This work addresses the challenge of deploying large text-to-image models on mobile devices due to their enormous parameter counts, which hinders on-device applications. The authors propose a distillation-driven progressive compression framework that efficiently compresses the 17B-parameter FLUX.1-Schnell model into a compact 2.4B-parameter variant named NanoFLUX. Key innovations include pruning-based compression of the diffusion Transformer, a ResNet-guided token downsampling mechanism, and cross-modal distillation for the text encoder that leverages early visual signals from the denoiser. The resulting model generates high-fidelity 512×512 images in approximately 2.5 seconds on mobile hardware, marking the first demonstration of feasible high-quality on-device text-to-image generation.

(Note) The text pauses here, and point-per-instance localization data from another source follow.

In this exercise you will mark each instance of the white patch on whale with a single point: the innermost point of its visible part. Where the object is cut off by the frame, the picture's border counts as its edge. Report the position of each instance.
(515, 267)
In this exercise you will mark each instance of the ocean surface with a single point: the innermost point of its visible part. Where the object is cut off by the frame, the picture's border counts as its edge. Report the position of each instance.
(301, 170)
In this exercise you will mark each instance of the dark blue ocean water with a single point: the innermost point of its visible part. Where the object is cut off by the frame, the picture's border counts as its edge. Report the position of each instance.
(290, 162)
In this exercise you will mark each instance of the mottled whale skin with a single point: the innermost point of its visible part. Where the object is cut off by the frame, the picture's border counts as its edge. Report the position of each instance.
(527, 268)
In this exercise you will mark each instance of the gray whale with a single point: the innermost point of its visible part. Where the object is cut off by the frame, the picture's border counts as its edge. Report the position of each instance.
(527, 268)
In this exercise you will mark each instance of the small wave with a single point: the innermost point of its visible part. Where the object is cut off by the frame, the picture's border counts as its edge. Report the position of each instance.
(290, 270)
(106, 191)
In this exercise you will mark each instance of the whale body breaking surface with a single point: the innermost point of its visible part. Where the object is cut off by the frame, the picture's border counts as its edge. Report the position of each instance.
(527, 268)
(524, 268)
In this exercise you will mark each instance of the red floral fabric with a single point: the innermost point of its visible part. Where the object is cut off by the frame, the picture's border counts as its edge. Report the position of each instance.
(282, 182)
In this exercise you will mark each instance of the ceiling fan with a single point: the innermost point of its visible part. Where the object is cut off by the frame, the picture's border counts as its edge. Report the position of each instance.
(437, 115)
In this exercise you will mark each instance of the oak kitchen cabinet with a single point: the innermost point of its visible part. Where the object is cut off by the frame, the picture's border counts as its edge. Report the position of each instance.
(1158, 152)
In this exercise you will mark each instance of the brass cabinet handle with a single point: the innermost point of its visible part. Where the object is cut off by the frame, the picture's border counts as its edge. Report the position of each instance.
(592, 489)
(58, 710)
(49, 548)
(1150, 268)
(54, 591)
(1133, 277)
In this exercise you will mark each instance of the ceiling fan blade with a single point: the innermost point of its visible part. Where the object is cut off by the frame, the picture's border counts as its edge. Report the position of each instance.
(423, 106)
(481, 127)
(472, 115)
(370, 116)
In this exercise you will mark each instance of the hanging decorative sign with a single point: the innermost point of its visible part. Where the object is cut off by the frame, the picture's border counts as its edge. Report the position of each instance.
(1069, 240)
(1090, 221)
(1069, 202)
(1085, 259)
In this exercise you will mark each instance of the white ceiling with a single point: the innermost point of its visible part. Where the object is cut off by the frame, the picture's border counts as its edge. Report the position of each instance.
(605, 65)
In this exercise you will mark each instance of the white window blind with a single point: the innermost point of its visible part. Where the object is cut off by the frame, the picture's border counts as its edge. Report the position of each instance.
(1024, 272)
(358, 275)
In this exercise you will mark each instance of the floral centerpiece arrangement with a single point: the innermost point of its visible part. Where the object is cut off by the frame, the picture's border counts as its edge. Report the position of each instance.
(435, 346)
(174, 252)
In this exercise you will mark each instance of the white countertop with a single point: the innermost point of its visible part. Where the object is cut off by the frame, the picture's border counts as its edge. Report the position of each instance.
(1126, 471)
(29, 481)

While large-scale text-to-image diffusion models continue to improve in visual quality, their increasing scale has widened the gap between state-of-the-art models and on-device solutions. To address this gap, we introduce NanoFLUX, a 2.4B text-to-image flow-matching model distilled from 17B FLUX.1-Schnell using a progressive compression pipeline designed to preserve generation quality. Our contributions include: (1) A model compression strategy driven by pruning redundant components in the diffusion transformer, reducing its size from 12B to 2B; (2) A ResNet-based token downsampling mechanism that reduces latency by allowing intermediate blocks to operate on lower-resolution tokens while preserving high-resolution processing elsewhere; (3) A novel text encoder distillation approach that leverages visual signals from early layers of the denoiser during sampling. Empirically, NanoFLUX generates 512 x 512 images in approximately 2.5 seconds on mobile devices, demonstrating the feasibility of high-quality on-device text-to-image generation.